Distillation is a way to separate mixed liquids by utilizing the different boiling points of the liquids. We can distill a mixture by heating it to a temperature which lies between the boiling points of the two liquids. The liquid with the lower boiling point here evaporates; while the other liquid remains in liquid form in the flask. When the first liquid is in gaseous form, it is transferred to another container where it cools down and condenses. Thus it goes from gas phase back to the liquid phase. The result is two containers -with the two liquids that are now separated from each other.
Distillation of alcohol
We are now looking at a concrete example where we want to distill a mixture of water and ethanol. Ethanol is an alcohol with a boiling point of 78.4 ° C and water boils at 100 ° C. It is therefore necessary to heat this mixture to a minimum of 78.4 ° C, but the temperature must not exceed 100 ° C. Basically, it is a good idea to choose a temperature that is just above the boiling point of ethanol – for example 80 ° C.

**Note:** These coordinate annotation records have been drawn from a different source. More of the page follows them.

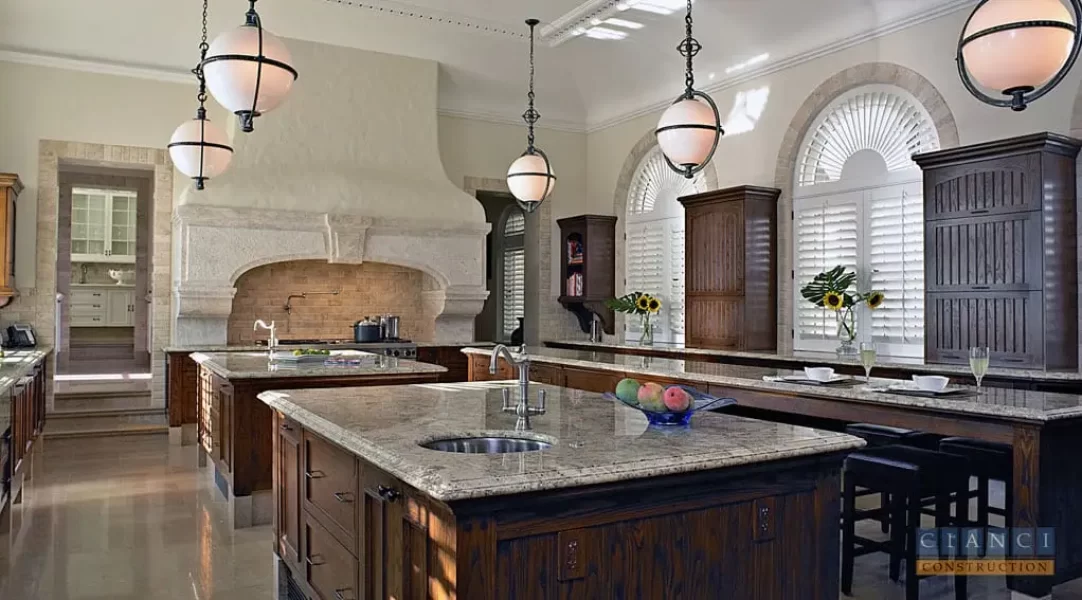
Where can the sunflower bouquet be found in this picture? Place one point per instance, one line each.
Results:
(831, 290)
(637, 303)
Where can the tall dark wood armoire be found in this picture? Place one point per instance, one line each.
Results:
(731, 268)
(1001, 261)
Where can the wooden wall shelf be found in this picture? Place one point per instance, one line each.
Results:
(588, 268)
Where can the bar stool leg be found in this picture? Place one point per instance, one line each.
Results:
(848, 534)
(912, 523)
(962, 514)
(981, 502)
(884, 512)
(897, 534)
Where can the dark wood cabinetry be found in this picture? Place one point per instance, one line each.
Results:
(730, 275)
(10, 188)
(588, 268)
(1001, 264)
(755, 532)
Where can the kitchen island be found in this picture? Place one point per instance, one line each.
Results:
(726, 508)
(235, 429)
(1042, 427)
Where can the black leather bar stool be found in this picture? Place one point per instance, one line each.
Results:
(908, 475)
(987, 461)
(879, 436)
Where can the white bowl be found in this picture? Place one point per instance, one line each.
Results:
(819, 373)
(122, 277)
(931, 383)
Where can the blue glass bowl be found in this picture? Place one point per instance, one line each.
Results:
(700, 402)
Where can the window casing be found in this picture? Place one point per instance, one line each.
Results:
(859, 203)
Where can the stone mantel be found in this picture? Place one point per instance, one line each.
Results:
(214, 245)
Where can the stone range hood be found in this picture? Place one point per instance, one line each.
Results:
(346, 171)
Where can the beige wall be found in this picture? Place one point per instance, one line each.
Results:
(43, 103)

When the mixture is heated to about 80 ° C (either using a hotplate or a bunsen burner), the ethanol will begin to evaporate and this gas will move through the distillation head and into the cooler. The cooler is equipped with water that transforms the gas back to the liquid phase. The liquid then condenses on the glass in the cooler and then drops into a beaker that collects the distillate which is the ethanol. As the temperature of the mixture is not higher 100 ° C, the water remains in liquid form. However, it should be remembered that water at 80 ° C-90 ° C can also evaporate to a lesser extent, thus diluting the distilled ethanol. One can get a cleaner product by distilling the distillate of the first distillation.
Distillation of crude oil
Distillation is mainly used in refining crude oil on the so-called oil refineries. Here, however, the principle is typically extended to fractional distillation. In this type of distillation, crude oil is first distilled at about 400 ° C, and that which does not evaporate, is sorted off and used for, for example, asphalt. After that, a new distillation is made on the rest of the crude oil, and in that way it is possible to separate the different ingredients of the crude one by one by repeated distillations, lowering the temperature for each distillation. This gives the pure products such as diesel, petroleum, butane and propane. In practice, after the fractional distillation, a large number of refining processes of the individual products will take place before the finished products are obtained.